Wohlfeile Forderungen aufstellen, das ist eine Lieblingsbeschäftigung von Entwicklungshilfsorganisationen. Denn das ist sogar noch weniger anstrengend als im klimatisierten SUV in der Dritten Welt herumzukurven und wichtig zu tun.
Ganz vorne dabei in diesem Spiel ist Swissaid. Die kümmerst sich im Prinzip um so sinnvolle Dinge wie Empowerment oder nachhaltige Landwirtschaft in Gegenden der Welt, wo eines der Hauptprobleme der Menschen darin besteht, überhaupt genug zu essen zu bekommen.
Aber leider hat Swissaid gemerkt, dass auch im 75. Jahr seiner Existenz Erfolgsmeldungen darüber nicht wirklich Resonanz in der Öffentlichkeit finden. Da musste ein Thema her, ein Reizthema, irgend was, was die Menschen in der Schweiz bewegt.

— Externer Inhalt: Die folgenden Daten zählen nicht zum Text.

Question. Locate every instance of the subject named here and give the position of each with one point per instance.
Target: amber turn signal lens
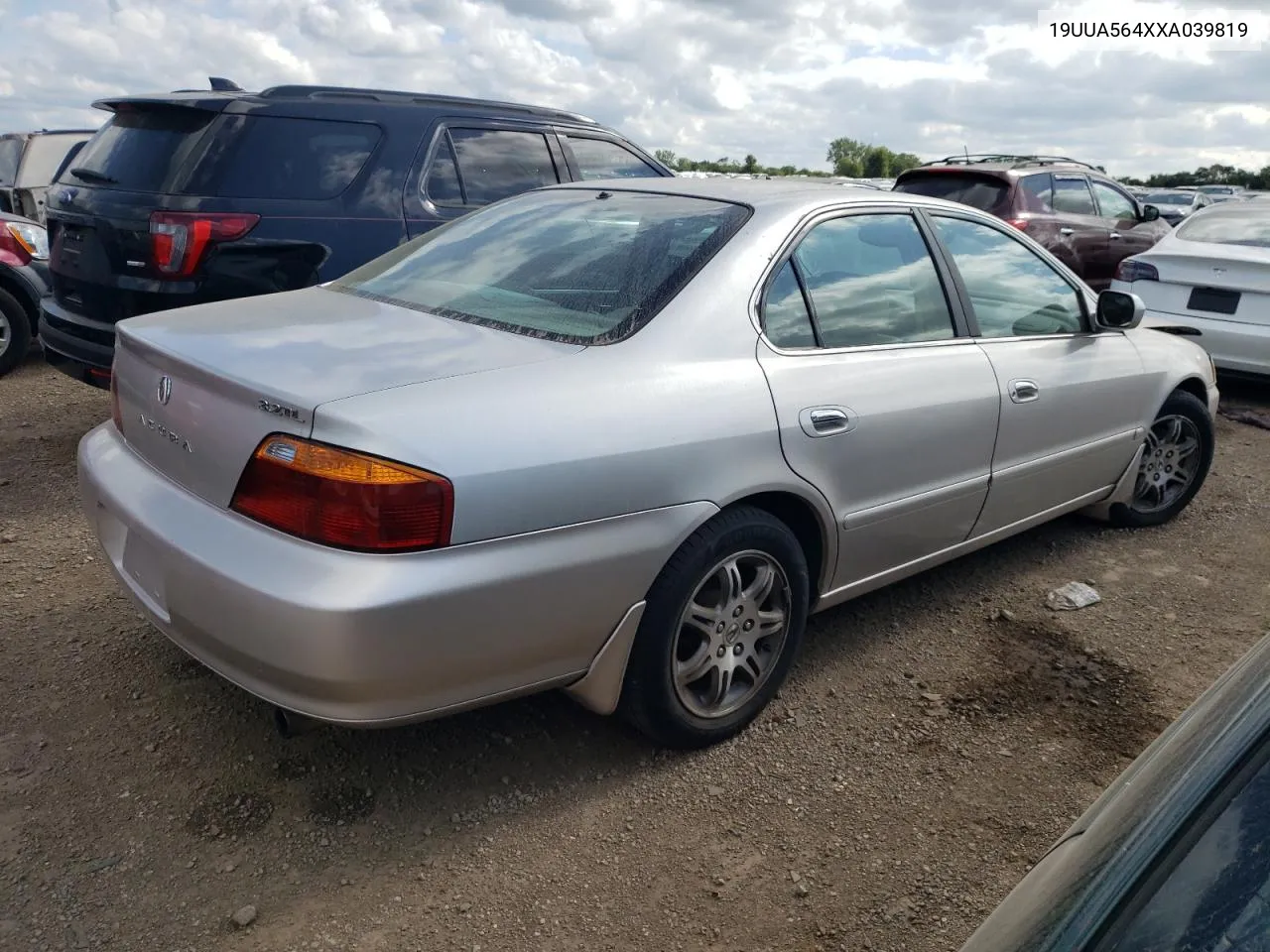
(344, 499)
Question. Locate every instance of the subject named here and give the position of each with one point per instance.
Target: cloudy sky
(705, 77)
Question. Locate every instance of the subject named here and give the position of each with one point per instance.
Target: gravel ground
(935, 738)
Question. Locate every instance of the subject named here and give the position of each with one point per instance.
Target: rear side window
(1114, 203)
(1038, 193)
(567, 264)
(270, 157)
(10, 154)
(983, 191)
(477, 167)
(1072, 195)
(140, 151)
(871, 281)
(599, 159)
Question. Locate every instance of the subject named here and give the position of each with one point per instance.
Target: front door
(884, 403)
(1071, 399)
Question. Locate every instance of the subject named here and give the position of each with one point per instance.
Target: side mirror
(1119, 311)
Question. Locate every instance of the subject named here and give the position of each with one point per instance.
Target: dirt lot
(926, 749)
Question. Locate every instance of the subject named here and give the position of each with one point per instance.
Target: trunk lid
(198, 389)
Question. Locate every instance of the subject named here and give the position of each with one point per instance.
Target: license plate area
(1214, 301)
(143, 570)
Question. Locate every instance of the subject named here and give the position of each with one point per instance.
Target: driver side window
(1012, 291)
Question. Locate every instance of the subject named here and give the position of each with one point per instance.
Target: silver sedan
(621, 439)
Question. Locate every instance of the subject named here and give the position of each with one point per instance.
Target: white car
(1210, 275)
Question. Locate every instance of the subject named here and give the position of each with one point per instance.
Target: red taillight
(344, 499)
(12, 250)
(180, 239)
(1130, 271)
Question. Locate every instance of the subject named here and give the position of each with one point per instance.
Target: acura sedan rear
(619, 438)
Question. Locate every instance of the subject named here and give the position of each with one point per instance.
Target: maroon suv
(1083, 217)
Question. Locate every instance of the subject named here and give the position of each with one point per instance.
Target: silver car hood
(199, 388)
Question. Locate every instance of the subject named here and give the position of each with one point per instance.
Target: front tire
(720, 630)
(1175, 463)
(14, 333)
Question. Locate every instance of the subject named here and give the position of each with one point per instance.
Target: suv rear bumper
(76, 344)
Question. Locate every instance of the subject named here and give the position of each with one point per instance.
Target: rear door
(1080, 229)
(466, 164)
(1127, 232)
(884, 404)
(1071, 400)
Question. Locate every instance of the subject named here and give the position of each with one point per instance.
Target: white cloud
(706, 77)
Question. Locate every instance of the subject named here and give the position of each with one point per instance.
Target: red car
(1083, 217)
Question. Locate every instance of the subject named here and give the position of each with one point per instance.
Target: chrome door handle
(1024, 391)
(826, 420)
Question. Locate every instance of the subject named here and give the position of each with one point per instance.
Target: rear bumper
(1237, 347)
(368, 640)
(75, 344)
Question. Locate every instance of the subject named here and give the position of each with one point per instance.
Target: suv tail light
(24, 241)
(178, 240)
(344, 499)
(1130, 271)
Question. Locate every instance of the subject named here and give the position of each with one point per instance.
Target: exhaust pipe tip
(291, 724)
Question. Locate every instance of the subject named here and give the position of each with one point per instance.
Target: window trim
(1088, 329)
(1174, 852)
(758, 298)
(1125, 195)
(439, 136)
(572, 160)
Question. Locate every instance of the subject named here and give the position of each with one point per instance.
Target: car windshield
(983, 191)
(575, 266)
(1241, 226)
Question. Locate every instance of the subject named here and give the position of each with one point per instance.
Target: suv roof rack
(388, 95)
(1014, 162)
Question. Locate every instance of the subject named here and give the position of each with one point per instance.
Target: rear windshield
(982, 191)
(140, 151)
(271, 157)
(1218, 229)
(195, 153)
(10, 154)
(566, 264)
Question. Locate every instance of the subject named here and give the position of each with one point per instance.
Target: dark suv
(1086, 218)
(209, 194)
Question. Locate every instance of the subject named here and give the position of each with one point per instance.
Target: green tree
(847, 157)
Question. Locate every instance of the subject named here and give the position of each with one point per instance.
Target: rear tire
(720, 630)
(14, 333)
(1176, 461)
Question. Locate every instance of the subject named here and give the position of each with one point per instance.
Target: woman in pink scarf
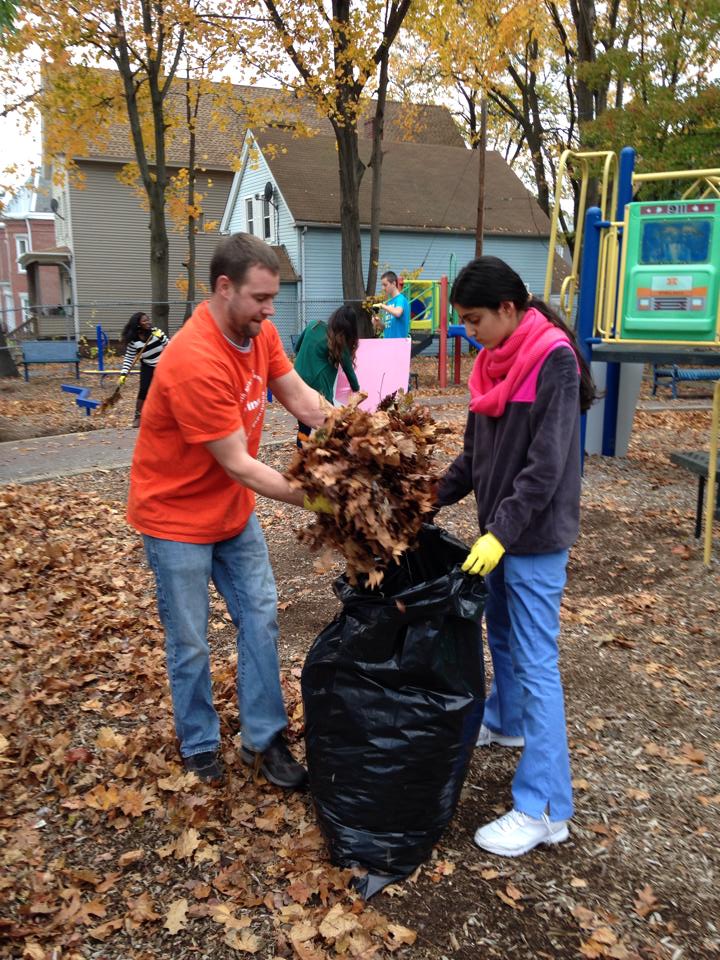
(521, 459)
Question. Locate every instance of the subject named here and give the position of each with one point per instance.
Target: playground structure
(649, 290)
(82, 394)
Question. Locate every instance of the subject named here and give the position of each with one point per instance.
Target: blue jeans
(526, 698)
(240, 569)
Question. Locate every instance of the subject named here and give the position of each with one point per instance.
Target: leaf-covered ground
(108, 851)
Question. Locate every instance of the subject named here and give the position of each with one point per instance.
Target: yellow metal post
(712, 475)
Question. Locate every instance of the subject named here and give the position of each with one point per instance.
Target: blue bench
(675, 374)
(82, 397)
(698, 462)
(50, 351)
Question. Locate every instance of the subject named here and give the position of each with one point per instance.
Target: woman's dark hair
(488, 282)
(342, 332)
(132, 329)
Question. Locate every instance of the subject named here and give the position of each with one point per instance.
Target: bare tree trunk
(159, 260)
(351, 171)
(192, 221)
(376, 165)
(481, 148)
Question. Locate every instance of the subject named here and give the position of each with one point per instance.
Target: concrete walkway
(45, 458)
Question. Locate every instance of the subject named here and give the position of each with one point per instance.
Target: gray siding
(409, 252)
(111, 248)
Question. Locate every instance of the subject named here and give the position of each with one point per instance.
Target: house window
(267, 221)
(21, 246)
(24, 307)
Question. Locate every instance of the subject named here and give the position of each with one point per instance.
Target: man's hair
(234, 256)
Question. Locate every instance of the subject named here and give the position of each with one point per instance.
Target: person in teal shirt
(396, 306)
(320, 350)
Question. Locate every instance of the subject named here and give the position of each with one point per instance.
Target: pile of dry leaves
(376, 470)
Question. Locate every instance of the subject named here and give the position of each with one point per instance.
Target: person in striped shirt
(139, 334)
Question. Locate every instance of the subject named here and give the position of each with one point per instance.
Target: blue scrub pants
(526, 698)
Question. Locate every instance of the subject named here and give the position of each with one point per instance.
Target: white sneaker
(488, 736)
(515, 833)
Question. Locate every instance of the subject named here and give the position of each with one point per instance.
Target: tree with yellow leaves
(468, 44)
(338, 50)
(147, 43)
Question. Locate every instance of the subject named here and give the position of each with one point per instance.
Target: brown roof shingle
(228, 109)
(424, 186)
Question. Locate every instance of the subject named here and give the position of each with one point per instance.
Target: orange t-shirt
(203, 389)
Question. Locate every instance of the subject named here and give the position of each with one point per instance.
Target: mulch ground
(107, 851)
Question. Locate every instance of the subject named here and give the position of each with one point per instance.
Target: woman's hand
(485, 555)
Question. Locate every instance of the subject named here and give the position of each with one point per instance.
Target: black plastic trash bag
(394, 691)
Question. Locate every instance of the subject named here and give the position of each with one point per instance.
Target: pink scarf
(497, 373)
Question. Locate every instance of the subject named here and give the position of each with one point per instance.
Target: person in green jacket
(320, 350)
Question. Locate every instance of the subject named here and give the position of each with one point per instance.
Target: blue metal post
(588, 295)
(612, 381)
(625, 172)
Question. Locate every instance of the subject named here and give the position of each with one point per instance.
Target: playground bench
(82, 397)
(675, 374)
(697, 462)
(50, 351)
(108, 373)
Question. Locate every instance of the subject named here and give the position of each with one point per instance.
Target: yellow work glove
(319, 504)
(485, 555)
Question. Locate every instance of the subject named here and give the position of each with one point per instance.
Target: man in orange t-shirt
(193, 482)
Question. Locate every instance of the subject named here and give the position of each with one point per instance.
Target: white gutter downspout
(303, 316)
(73, 275)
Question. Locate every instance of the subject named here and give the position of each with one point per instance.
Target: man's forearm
(263, 479)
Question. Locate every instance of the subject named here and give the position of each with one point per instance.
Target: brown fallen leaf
(142, 908)
(338, 922)
(400, 936)
(243, 940)
(646, 901)
(176, 918)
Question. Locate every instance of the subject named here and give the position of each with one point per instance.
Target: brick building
(27, 224)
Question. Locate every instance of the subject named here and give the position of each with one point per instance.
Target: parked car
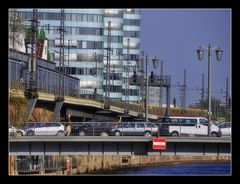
(44, 129)
(225, 128)
(92, 129)
(177, 126)
(136, 128)
(13, 131)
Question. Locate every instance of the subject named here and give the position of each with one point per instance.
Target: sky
(174, 35)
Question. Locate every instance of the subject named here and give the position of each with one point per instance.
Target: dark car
(93, 129)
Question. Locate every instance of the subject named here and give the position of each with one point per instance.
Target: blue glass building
(86, 42)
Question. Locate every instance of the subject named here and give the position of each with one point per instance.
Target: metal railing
(187, 129)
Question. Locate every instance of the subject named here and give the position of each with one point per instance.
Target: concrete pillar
(11, 164)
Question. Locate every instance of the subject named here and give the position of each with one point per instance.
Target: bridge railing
(187, 129)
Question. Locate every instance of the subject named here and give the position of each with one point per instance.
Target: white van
(180, 125)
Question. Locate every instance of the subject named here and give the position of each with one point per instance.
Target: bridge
(124, 145)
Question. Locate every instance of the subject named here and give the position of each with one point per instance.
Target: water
(203, 168)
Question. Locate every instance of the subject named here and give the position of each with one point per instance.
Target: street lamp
(200, 53)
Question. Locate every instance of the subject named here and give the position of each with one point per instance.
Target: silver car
(13, 131)
(136, 128)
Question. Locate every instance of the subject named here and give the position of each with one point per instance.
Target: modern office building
(89, 32)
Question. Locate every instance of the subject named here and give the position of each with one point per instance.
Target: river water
(203, 168)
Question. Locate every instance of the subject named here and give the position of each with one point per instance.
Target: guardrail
(109, 128)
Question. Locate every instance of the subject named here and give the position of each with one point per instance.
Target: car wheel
(213, 134)
(81, 133)
(117, 133)
(175, 134)
(60, 133)
(147, 134)
(30, 133)
(103, 134)
(18, 133)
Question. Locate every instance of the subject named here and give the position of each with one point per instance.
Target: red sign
(159, 143)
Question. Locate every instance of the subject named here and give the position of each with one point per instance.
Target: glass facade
(85, 54)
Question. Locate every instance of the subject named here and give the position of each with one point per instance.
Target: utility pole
(126, 110)
(107, 85)
(202, 94)
(227, 95)
(184, 91)
(68, 56)
(146, 92)
(60, 95)
(32, 65)
(141, 83)
(161, 89)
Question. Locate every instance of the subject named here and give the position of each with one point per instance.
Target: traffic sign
(159, 143)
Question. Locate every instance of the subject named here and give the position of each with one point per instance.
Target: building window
(135, 34)
(132, 22)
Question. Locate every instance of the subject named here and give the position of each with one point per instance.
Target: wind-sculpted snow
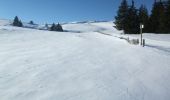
(44, 65)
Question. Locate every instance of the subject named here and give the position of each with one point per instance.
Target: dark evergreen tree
(120, 19)
(53, 27)
(144, 17)
(59, 28)
(46, 26)
(31, 22)
(132, 21)
(17, 22)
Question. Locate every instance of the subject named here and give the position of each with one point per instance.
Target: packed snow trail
(43, 65)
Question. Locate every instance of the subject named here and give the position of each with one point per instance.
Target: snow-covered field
(82, 64)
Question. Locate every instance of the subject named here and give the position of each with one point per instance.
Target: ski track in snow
(43, 65)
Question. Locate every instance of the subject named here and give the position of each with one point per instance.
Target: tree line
(129, 18)
(17, 22)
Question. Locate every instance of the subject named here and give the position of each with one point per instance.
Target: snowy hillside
(82, 64)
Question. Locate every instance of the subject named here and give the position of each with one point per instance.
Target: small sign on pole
(141, 27)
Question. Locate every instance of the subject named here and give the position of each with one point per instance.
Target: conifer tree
(31, 22)
(59, 28)
(17, 22)
(52, 27)
(120, 19)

Blutdiamanten? Schon gut besetzt als Thema. Menschenhandel, Prostitution? Eher heikel, wer da mitspielt, ist eher skrupellos und reagiert nicht sehr freundlich auf Kritik. Aber, Heureka, es gibt ein Thema, mit dem man in der Öffentlichkeit landen kann.
Gold.
Gold ist ein Mythos. Seit Menschengedenken. Gold ist unzerstörbar. Gold ist schmutzig, wird mit Kinderarbeit unter unmenschlichen Arbeitsbedingungen gewonnen. Gold wird zur Finanzierung von allerlei schlimmen Dingen verwendet. Bürgerkriegen, Warlords, Diktaturen. Wunderbar, dachte sich Swissaid. Da können wir was machen. Nur was?
In allen Ländern, in denen Swissaid Projekte unterhält, gibt es keine nennenswerte Goldgewinnung. Ausser vielleicht in Kolumbien, und da macht Swissaid – genau nichts. Obwohl hier viele kleine Minen existieren, mit fürchterlichen Folgen. Unfälle, Tote, Verletzte, die in Selbstausbeutung versuchen, etwas zu verdienen.
Aber am Schreibtisch einen anklägerischen «Goldreport» verfassen, das geht. Damit hat sich der Swissaid-Mitarbeiter Marc Ummel eine Sinekure geschaffen, die den «Verantwortlichen Dossier Rohstoffe» weit in die Welt hinaustreiben. Dubai, Lissabon, London, wo eine Goldkonferenz ist, da ist auch Ummel. Spesen werden von Spendern und Steuerzahlern bezahlt, wunderbar.
Gerade fand in London eine Konferenz über Nachhaltigkeit und verantwortungsvolle Beschaffung im Goldgeschäft statt. Ummel war dort, und Swissaid «fordert: LBMA muss Goldstandard endlich verbessern». Die LBMA ist sozusagen die Oberbehörde des Goldmarkts, die Standards definiert und Zertifikate erteilt.
Aber Swissaid schimpft: «Es ist höchste Zeit, der Verletzung von Menschenrecht und Umweltverschmutzung in Goldminen einen Riegel zu schieben.» Dafür stellt Swissaid mit anderen Organisationen zusammen neun Forderungen auf, diese Punkte müssten «dringend angegangen» werden.
In Kolumbien? Ach was, einfach überall, irgendwie, irgendwann. Wer soll da was machen? Die Raffinerien seien intransparent «in Bezug auf ihre Bezugsquellen in den Minen». Grund dafür seien «Menschenrechts- und Umweltprobleme». Dieses Beispiel belegt das ganze Elend dieser hohlen Forderungen.
Wer ist genau intransparent, und wie zeigt sich das? Sind alle Raffinerien gleich intransparent? Welche Anstrengungen werden unternommen, um die Transparenz zu erhöhen?
Sobald es konkret wird, kneift Ummel, kneift Swissaid. Aber eine Woche in London, bezahlt natürlich, ist doch auch immer wieder schön.